Hadès est déjà à table quand j'arrive dans la salle à manger. Alors que je m'attendais à ce qu'il reprenne notre dispute de tout à l'heure, il me jette à peine un coup d'œil.
Comme au petit déjeuner, il grignote, plongé dans la lecture d'un parchemin.
Si j'avais toucher à mon assiette avant que Mère soit assise, elle aurait été furieuse. << Voyons, Coré, ne sois pas si gloutonne! Une femme bien élevée s'assure toujours que les autres soient servis avant elle. Tu comprendras quand tu seras mère; toi aussi, tu feras passer les autres en premier. >>
Ma main se crispe sur l'encadrement de la porte. Le couvert est mis pour plusieurs et je ne sais pas où m'installer. Presque toute ma vie, j'ai été seule avec Mère. Pas étonnant que je pense si souvent à elle. Mais chaque fois, ma gorge se serre quand j'imagine sa colère à l'annonce de ma disparition. Comment ai-je pu lui faire ça?
- Évite le pain. Le blé à poussé ici, me prévient Hadès.
Sa voix me paraît lointaine, étouffée par le brouhaha assourdissant de mes pensées.

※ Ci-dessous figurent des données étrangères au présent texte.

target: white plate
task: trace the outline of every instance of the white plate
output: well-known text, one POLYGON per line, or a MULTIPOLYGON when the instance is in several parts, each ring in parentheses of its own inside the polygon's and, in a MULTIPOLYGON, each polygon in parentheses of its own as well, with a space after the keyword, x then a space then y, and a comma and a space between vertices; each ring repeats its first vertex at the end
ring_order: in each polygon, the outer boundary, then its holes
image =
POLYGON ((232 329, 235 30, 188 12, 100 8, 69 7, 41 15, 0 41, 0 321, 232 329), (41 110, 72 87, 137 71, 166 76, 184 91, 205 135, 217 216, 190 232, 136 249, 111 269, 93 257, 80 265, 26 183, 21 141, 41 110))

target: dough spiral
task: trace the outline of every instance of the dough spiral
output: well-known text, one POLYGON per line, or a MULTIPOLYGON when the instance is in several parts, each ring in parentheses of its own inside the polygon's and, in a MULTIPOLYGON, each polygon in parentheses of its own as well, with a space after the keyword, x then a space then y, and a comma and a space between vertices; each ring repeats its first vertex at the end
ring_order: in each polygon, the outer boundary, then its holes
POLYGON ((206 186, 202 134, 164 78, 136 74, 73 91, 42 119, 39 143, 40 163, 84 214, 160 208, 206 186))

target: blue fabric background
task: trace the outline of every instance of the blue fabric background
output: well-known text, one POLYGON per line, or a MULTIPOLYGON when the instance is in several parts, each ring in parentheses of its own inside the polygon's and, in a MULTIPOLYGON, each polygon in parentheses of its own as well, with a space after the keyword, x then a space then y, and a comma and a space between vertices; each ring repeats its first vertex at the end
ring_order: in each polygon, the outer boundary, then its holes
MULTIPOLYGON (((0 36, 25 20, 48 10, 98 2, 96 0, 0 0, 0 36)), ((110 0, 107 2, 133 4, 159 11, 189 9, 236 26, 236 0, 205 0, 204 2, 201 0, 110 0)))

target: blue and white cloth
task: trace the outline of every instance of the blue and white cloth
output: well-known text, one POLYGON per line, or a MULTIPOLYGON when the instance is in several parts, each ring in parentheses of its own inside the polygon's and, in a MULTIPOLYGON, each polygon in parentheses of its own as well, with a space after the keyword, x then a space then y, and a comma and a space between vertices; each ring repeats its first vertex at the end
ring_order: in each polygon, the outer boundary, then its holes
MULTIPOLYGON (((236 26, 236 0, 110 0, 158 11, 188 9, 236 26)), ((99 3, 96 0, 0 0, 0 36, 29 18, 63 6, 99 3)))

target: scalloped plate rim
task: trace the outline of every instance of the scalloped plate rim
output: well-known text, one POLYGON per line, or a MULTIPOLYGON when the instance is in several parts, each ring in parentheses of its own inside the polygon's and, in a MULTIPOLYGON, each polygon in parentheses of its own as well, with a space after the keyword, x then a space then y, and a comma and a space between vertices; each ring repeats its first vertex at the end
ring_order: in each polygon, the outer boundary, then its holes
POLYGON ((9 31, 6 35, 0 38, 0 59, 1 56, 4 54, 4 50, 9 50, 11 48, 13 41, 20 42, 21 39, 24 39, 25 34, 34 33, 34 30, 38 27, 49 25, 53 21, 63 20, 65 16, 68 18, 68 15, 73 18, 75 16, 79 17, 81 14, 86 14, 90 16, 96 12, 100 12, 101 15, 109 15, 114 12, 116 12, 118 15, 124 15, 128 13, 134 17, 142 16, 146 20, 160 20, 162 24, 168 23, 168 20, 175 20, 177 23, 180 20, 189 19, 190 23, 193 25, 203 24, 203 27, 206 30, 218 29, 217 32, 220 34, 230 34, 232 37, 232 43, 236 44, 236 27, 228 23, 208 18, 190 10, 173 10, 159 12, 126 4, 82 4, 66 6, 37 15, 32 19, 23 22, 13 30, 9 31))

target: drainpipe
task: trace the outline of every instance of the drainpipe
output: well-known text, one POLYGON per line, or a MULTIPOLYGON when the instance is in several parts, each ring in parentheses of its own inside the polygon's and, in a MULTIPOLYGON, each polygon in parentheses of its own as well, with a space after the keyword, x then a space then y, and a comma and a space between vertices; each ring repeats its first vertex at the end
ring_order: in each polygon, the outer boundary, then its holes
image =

Le pire, c'est de ne pas savoir ce qu'elle va faire. Jamais encore je ne m'étais rebellée de cette façon.
Par les dieux, qu'est ce qui m'a pris?
Au fond, la réaction de Mère m'inquiète davantage que celle de Zeus. Il va sans doute me punir, mais il l'aurait fait de toute façon, et pour bien moins que ça. Mère ne me pardonnera peut-être jamais. Elle a vécu toute sa vie pour moi, et voilà que je la trahis. Je suis une fille et une personne horrible. Jamais je ne pourrai me racheter à ses yeux, mériter son pardon et son amour...
- Ça va? me demande Hadès.
- Où ça?
- Excuse-moi?
- Le blé, où est-il cultivé? Je suis sortie tout à l'heure et je n'ai pas détecté le moindre souffle de vie.
Je choisis la place voisine de la sienne et me demande soudain si les nombreux couverts n'étaient pas une sorte de test. Dans ce cas, je dirais que mon choix témoigne de ma force de caractère et du fait que je n'ai pas peur pour lui. Mais je ne suis pas sûre qu'il fasse la même analyse.
- Assez loin du palais, me répond-il finalement, renonçant à connaître les causes de mon trouble. Je croyais t'avoir dit de rester à l'intérieur?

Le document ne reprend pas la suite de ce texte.